River Bend Foodbank CEO Mike Miller told the Quad-City Times that about 80,000 half-gallons of milk will be distributed to food pantries across the Quad-City region through March. The spike in donations comes from a U.S. Department of Agriculture program to help dairy farmers caught in the middle of President Donald Trump’s trade disputes with Mexico, China and Canada.
Tariffs have cost American dairy farmers more than $1 billion since May.
The USDA announced in August that the agency would buy dairy from farmers facing low prices and a surplus of milk products. The USDA is distributing the milk that would’ve been sold overseas to food banks and meal sites across the country.
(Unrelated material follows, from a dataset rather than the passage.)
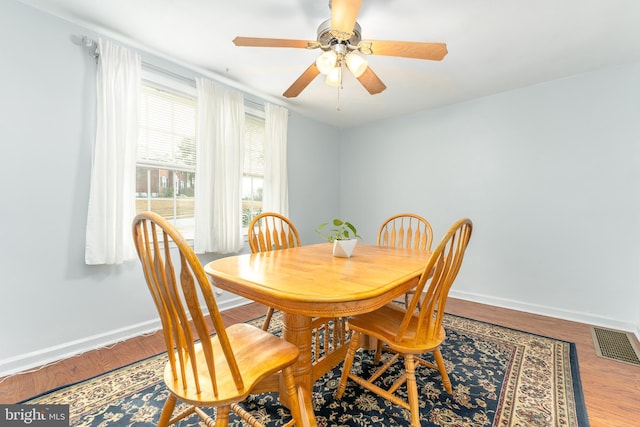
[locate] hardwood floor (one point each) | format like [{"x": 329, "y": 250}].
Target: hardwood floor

“It’s certainly helpful to farmers who are hurt because tariffs are placed on their products going into China. And it’s a huge help for hungry people in our community,” said Miller. “But it has been challenging. Milk has a limited shelf life, so we have to move it quickly. We’ve got to move this week’s milk because more milk will be coming next week.”
Miller added that food banks lack adequate storage for the dairy donations and don’t have enough volunteers to re-distribute the supply.
“Some areas of the country have had to decline these donations because it’s too much to handle and milk is not usually donated,” Miller said.
The USDA is sending donations in phases, with the first phase being milk. It’ll continue through March. Miller expects the next donation phases to include a wider variety of food products, such as poultry, pork or rice.